05 agosto 2015

dúvidas e conclusões

Às vezes pergunto-me se não será tudo de propósito. É possível que seja um acaso que cada vez que há um novo espaço público de lazer, pouco tempo depois um mega qualquer coisa edifica nesse mesmo espaço parte do seu mega projecto?
Lembro-me dois casos. Um o Corte Inglés. Durante anos e anos o grande buraco com tapume esteve ali no alto do parque sem ai nem ui. Nada acontecia. Um dia começaram a arranjar o futuro jardim Amália. Tudo ficou muito bonito e com um parque infantil espectacular na vertente ali ao lado, cheio de bons brinquedos, muitas estruturas, grande e com pouca gente. O que se pode querer mais?

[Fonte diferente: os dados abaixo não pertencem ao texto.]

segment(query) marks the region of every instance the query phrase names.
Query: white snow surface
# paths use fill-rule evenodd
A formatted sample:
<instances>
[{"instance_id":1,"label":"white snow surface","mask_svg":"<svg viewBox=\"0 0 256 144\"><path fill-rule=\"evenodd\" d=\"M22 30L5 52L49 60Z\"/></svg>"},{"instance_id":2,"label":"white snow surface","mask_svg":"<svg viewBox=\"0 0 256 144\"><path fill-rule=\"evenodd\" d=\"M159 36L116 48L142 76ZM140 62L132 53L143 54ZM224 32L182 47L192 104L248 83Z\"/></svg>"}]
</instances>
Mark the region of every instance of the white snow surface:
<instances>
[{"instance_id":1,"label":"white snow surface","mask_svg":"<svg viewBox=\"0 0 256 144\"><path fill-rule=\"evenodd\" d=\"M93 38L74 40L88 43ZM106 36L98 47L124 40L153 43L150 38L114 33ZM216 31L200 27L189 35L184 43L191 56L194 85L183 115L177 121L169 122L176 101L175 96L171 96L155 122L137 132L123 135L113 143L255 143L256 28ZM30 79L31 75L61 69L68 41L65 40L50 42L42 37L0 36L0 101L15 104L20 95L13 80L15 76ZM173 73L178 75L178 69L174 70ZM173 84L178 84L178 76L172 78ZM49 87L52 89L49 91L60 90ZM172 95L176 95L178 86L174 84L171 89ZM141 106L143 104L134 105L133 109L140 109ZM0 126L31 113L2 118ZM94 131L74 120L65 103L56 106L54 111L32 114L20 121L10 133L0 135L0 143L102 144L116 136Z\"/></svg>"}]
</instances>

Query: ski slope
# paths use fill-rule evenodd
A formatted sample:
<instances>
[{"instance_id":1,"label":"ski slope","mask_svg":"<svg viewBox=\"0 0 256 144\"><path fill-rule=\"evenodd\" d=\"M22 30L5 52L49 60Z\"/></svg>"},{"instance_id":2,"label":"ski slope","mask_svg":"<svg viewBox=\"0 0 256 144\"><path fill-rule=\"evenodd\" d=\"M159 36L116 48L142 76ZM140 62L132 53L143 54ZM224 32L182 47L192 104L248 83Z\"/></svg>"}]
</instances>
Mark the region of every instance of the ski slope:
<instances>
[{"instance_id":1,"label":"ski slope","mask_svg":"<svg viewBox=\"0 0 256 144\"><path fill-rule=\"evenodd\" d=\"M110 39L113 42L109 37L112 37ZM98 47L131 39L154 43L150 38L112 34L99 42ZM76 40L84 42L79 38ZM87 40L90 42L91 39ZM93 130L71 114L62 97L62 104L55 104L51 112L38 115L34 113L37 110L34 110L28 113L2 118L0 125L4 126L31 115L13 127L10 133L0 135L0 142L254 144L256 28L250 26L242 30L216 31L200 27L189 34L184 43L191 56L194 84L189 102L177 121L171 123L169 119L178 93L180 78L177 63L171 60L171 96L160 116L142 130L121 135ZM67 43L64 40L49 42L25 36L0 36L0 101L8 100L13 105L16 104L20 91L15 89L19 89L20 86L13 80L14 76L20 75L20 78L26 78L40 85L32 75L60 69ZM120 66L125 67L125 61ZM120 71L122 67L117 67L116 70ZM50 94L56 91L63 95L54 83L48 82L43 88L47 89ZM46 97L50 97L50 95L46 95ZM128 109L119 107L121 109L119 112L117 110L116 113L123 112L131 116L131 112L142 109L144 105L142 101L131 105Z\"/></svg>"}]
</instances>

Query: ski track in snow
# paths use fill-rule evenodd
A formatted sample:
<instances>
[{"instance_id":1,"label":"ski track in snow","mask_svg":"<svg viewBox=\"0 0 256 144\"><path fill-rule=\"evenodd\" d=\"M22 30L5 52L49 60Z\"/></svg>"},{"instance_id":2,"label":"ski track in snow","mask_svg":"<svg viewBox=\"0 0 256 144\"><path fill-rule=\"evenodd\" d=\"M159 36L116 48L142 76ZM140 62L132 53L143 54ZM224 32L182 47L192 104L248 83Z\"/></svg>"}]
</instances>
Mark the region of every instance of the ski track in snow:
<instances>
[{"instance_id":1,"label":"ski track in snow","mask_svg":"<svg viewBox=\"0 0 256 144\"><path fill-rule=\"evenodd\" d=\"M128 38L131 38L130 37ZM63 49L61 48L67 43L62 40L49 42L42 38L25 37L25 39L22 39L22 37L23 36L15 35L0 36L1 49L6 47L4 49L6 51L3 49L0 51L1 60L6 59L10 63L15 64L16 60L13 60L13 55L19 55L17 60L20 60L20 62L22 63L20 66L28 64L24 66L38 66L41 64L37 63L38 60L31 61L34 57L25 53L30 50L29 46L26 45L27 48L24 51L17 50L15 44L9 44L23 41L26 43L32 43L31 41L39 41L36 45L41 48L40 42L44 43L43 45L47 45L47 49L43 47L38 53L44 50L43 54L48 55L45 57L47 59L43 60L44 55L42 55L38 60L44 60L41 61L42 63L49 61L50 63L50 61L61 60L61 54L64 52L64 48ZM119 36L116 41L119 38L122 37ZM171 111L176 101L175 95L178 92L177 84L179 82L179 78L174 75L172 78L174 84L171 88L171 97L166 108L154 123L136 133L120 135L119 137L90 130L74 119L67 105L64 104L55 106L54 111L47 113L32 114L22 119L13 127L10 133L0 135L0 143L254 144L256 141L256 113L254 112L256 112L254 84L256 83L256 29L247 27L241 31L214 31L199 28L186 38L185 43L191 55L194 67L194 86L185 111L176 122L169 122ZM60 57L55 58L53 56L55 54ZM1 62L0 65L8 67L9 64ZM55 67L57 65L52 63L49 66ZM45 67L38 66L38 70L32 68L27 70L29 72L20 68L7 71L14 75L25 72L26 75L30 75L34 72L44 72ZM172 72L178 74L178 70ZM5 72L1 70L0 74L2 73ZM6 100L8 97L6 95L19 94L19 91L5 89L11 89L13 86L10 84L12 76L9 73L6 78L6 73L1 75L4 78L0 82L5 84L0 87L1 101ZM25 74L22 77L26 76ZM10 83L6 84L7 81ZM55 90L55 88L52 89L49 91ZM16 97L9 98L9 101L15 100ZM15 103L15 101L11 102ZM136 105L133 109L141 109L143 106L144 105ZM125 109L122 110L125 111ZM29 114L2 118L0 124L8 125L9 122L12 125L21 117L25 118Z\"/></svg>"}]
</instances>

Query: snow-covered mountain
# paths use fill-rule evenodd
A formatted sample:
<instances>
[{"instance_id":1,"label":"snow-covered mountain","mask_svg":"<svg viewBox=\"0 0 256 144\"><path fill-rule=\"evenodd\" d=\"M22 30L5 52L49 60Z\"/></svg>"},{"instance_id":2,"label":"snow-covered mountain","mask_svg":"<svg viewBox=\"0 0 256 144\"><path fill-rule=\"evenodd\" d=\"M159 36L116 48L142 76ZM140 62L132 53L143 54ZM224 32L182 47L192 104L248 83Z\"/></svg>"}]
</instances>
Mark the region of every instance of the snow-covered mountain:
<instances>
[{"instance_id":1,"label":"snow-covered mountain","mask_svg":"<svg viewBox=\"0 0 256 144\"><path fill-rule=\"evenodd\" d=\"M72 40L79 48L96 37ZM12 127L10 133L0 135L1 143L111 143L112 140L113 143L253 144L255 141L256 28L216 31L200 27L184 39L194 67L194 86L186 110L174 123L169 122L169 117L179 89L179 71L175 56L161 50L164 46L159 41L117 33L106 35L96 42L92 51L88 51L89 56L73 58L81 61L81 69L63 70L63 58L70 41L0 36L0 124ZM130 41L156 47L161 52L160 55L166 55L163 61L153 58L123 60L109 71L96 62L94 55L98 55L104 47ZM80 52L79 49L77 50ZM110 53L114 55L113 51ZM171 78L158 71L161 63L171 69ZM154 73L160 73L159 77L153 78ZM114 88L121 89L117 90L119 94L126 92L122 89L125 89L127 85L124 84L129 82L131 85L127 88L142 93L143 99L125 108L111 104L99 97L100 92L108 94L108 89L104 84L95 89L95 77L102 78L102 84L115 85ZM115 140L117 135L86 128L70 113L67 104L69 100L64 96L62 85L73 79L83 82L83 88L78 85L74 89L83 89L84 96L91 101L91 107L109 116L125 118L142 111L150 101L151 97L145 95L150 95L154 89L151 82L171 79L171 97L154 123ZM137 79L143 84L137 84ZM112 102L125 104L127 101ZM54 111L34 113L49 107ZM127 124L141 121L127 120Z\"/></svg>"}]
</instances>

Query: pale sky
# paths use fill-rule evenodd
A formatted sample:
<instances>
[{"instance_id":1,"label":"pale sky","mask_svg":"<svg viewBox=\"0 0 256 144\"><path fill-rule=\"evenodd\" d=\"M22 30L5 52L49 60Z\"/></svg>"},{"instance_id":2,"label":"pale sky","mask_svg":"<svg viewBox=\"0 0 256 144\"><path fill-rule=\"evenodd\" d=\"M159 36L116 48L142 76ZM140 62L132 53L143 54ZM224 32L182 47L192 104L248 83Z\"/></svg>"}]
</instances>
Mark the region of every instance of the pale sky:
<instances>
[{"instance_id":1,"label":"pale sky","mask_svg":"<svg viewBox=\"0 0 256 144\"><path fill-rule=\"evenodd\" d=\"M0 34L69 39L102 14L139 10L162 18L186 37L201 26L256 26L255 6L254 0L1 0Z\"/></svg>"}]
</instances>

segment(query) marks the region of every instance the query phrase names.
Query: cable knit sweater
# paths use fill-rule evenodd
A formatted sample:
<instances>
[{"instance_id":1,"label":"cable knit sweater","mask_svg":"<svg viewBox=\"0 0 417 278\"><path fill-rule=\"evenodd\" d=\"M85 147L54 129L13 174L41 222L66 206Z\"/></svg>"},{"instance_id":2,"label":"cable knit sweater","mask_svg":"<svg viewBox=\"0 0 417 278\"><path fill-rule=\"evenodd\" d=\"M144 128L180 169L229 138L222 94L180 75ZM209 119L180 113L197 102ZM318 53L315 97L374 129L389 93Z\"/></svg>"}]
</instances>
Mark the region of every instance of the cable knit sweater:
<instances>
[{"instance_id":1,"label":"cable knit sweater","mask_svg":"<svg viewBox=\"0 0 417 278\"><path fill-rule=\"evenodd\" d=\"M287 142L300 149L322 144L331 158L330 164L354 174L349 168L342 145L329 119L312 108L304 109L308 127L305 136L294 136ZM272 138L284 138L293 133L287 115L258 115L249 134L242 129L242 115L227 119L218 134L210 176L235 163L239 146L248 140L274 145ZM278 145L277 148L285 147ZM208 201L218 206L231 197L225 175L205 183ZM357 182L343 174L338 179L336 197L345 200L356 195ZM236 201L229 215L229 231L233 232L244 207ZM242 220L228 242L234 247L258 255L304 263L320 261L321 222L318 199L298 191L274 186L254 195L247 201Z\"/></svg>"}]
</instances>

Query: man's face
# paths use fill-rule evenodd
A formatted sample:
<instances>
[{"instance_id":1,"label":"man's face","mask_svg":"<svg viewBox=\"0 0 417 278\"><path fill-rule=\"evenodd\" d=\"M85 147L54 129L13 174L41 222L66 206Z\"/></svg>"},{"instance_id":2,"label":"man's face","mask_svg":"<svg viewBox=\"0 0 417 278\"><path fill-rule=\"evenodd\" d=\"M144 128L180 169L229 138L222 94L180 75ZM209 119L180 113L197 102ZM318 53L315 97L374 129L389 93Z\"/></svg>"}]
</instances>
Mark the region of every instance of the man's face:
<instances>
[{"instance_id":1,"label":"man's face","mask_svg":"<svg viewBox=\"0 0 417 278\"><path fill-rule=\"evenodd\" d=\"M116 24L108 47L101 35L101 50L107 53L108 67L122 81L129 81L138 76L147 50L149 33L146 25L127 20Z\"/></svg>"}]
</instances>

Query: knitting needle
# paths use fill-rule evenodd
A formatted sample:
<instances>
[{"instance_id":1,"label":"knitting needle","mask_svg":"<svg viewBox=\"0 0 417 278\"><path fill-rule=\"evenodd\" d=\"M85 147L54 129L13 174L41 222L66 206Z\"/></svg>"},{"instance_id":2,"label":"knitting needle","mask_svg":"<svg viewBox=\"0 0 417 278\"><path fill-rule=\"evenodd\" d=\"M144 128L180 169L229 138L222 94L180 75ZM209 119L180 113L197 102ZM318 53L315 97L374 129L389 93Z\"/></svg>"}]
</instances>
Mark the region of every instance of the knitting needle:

Bom, pode-se querer que dure algum tempo. Porque pouco depois vieram as obras do centro comercial, aquela zona ficou dentro do estaleiro e quando os tapumes saíram não havia parque infantil para ninguém.
Agora, na ciclovia que vai do Palácio da Justiça a Monsanto também estava tudo um espectáculo. Nem nunca pensei que se pudesse ir tão rápido de um lado para o outro. Era um belo passeio e tinha-se uma panorâmica da cidade, com o Aqueduto das Águas Livres ao fundo, que dava a ver uma outra perspectiva da cidade. Pois ora bem, nem é tarde nem é cedo para meter aqui uns tapumes, umas retroescavadoras, acabar com o belo passeio e fazer mais uma mega coisa dedicada ao dinheiro.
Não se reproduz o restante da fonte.